Key Attributes of Successful Stocks
-
Strong Fundamentals
- Revenue Growth: Companies that consistently expand their earnings often attract investors. Look for stocks with a strong track record of increasing revenue year over year.
- Profit Margins: High profit margins usually indicate efficient management and solid pricing strategies.
-
Market Position
- Industry Leadership: Many high-performing stocks hold a significant market share, allowing them to set trends rather than follow them.
- Competitive Advantage: Look for unique products or services that differentiate companies from their competitors.
-
Adaptability
- Companies that respond quickly to market trends and consumer preferences tend to perform better. Consider businesses that embrace technology and sustainability.
Practical Investment Tips
1. Start with Research
Before investing, familiarize yourself with market trends and the specific industries you’re considering. Use resources like financial news websites, stock analysis platforms, and company earnings reports.
2. Diversify Your Portfolio
Avoid putting all your eggs in one basket. A mix of stocks from various sectors can mitigate risk and enhance potential returns. Consider including:
- Growth Stocks
- Value Stocks
- Dividend Stocks
3. Set Clear Goals
Define your financial objectives. Are you looking for quick returns, or are you planning for long-term wealth? Understanding your goals will help guide your investment strategy.

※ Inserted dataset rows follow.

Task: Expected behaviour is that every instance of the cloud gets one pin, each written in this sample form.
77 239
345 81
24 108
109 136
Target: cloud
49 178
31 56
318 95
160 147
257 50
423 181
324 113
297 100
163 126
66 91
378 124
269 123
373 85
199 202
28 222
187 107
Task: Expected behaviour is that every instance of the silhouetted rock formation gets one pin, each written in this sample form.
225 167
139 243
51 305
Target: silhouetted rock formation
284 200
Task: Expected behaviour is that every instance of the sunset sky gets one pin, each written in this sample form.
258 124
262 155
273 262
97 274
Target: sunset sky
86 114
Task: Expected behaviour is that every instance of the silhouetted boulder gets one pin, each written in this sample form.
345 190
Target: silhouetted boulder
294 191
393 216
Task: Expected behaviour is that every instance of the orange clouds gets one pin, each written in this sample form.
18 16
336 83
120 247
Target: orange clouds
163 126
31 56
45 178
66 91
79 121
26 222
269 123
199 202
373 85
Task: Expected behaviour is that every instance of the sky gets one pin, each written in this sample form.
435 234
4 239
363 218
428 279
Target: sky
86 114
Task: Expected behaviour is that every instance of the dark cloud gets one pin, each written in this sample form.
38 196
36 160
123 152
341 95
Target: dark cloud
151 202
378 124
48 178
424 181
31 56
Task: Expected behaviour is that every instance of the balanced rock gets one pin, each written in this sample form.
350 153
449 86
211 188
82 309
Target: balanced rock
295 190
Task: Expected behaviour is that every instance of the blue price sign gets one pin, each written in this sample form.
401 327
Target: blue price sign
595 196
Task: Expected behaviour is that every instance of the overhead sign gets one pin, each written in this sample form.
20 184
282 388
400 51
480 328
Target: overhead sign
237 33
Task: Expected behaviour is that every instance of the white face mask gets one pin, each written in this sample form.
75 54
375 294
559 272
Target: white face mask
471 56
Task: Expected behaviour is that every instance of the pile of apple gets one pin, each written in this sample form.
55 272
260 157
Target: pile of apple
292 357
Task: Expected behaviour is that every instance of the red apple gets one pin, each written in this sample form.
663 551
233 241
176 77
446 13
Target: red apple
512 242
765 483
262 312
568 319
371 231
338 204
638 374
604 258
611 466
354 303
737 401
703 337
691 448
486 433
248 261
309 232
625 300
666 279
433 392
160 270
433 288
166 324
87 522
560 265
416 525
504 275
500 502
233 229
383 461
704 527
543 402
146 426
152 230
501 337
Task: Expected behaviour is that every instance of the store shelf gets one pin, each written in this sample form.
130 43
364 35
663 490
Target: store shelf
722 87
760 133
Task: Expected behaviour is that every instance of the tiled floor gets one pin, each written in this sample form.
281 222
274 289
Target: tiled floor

4. Regularly Review Your Investments
Monitor your portfolio and adjust your strategy based on performance and changing market conditions. Tools like stock tracking apps can be invaluable.
Understanding Insurance Coverage Options for Investors
While investing in the stock market can yield significant returns, having the right insurance coverage is essential for risk management. Consider the following:
- Business Insurance: Protects against financial losses due to unforeseen events.
- Health Insurance: Essential for entrepreneurs and self-employed individuals to safeguard against medical expenses.
- Life Insurance: Provides financial security for your dependents, especially if you are the primary earner.
FAQ Section
What are the best resources for researching stocks?
Some reputable resources include:
- MarketWatch
- Yahoo Finance
- Morningstar
How often should I review my investments?
Regularly review your investments at least once a quarter and after significant market changes.
What types of insurance should entrepreneurs consider?
Key insurance types include liability insurance, property insurance, and health insurance.
How can I learn more about investing in stocks?
Consider online courses or webinars offered by financial institutions and investment firms.
Conclusion
Investing smartly requires not just knowledge but also adaptability and ongoing education. By observing Britain’s top-performing stocks and incorporating strategic financial practices, you can enhance your personal finance skills and business strategies.